Не от того ли сумрак кажется наряднее дня, что проворно скрывая изъяны и несовершенства, умеет пустить звёздною пылью в глаза? Ну, даже если и так? Что мешает эдак-то самим, отчего затянут недосуг, кроме как из-за неистребимой склонности к праздности долее назначенного для веселия часа.

Печаль

Мечет бисер перед округой снегопад.

Растянутая подпруга пурги не даёт ей ступать ровно. Метёт хвостом, кружит на месте в вихре дикой пляски, обдирая бока о занозистые валуны чищенного снега у дороги.

В надежде на покой, отступает она в тень ночи, но и там бесчинствует не по своей воле, будто кто толкает её в спину. От бессилия принимается она рыдать, отчего заледенелые, обветренные щёки сугробов покрываются серыми веснушками капель воды.

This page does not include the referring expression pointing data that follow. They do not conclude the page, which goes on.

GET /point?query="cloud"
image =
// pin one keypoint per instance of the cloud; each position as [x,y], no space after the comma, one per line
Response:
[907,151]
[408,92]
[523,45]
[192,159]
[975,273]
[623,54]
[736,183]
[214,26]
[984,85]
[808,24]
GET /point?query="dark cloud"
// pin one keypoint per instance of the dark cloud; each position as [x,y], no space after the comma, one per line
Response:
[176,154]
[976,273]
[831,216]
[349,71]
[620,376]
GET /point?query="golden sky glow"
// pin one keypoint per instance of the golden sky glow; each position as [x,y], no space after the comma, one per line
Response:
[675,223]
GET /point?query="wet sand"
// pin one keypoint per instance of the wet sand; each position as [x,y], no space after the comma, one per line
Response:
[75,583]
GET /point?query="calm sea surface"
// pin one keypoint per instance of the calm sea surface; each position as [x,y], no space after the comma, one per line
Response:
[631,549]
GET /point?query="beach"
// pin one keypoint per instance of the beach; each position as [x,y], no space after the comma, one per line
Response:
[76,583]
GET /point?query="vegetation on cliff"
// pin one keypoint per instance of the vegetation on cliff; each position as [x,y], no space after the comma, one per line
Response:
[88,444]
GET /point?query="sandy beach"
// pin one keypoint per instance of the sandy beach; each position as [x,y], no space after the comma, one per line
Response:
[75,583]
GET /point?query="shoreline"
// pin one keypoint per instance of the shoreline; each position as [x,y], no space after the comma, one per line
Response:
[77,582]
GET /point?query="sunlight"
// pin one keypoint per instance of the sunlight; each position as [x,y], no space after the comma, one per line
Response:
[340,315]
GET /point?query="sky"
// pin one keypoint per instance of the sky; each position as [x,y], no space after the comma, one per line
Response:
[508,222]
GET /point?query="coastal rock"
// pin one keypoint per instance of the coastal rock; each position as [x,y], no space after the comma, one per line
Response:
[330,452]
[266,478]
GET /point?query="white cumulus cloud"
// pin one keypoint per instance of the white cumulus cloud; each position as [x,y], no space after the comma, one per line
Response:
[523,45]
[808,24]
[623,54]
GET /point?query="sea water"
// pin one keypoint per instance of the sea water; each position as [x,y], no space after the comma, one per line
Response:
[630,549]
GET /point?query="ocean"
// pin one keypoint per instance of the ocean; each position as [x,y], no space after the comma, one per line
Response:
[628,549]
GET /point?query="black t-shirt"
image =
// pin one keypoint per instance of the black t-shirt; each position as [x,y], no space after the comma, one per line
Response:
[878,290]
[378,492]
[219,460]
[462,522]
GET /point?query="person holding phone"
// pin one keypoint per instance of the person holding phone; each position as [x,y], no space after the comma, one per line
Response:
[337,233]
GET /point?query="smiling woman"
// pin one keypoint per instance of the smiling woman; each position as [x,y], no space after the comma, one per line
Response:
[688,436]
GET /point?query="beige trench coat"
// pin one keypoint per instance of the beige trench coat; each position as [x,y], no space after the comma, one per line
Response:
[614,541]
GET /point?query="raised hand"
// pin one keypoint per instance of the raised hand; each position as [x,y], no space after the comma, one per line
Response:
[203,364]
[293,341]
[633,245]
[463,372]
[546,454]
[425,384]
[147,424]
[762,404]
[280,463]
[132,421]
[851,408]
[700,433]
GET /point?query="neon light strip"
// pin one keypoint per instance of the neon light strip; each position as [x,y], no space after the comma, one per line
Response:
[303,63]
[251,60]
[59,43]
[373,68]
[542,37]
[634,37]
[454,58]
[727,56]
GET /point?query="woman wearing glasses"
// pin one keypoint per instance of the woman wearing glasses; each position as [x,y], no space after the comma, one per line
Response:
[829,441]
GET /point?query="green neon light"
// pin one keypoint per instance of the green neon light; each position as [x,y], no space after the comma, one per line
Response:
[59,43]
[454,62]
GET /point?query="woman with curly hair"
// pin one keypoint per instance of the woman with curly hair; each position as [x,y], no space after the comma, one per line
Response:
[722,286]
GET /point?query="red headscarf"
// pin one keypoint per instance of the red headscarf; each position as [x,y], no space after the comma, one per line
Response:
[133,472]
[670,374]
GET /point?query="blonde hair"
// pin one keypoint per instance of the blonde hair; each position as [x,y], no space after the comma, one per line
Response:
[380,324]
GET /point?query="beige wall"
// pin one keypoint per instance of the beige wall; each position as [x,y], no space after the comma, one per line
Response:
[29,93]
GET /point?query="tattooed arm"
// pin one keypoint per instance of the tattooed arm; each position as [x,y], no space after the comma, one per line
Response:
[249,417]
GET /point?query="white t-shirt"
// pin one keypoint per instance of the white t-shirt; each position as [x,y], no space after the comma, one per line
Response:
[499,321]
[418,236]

И совсем скоро, под надзором удивлённого навыкате единого глаза луны, мороз принимается ломать о колено продрогшие на сквозном ветру сучья дерев, роняя с них сугробы, коим так сладко спалось вдали от ледяной мозаики земли. Поневоле искать им теперь приюта, и пряча холодные носы за пазуху пней, чихать негромко.

Стряхивая лишние звёзды с погон ночи, набирается важности рассвет. Филин, что молча грустит на пороге тесной каморки дупла, продрог до озноба, но не решается обидеть утро и лечь спать не дожидаясь того часу, покуда вовсе высвободится оно из влажных пелён сумерек, восстанет под руку с солнцем, воцарившись на ложе горизонта.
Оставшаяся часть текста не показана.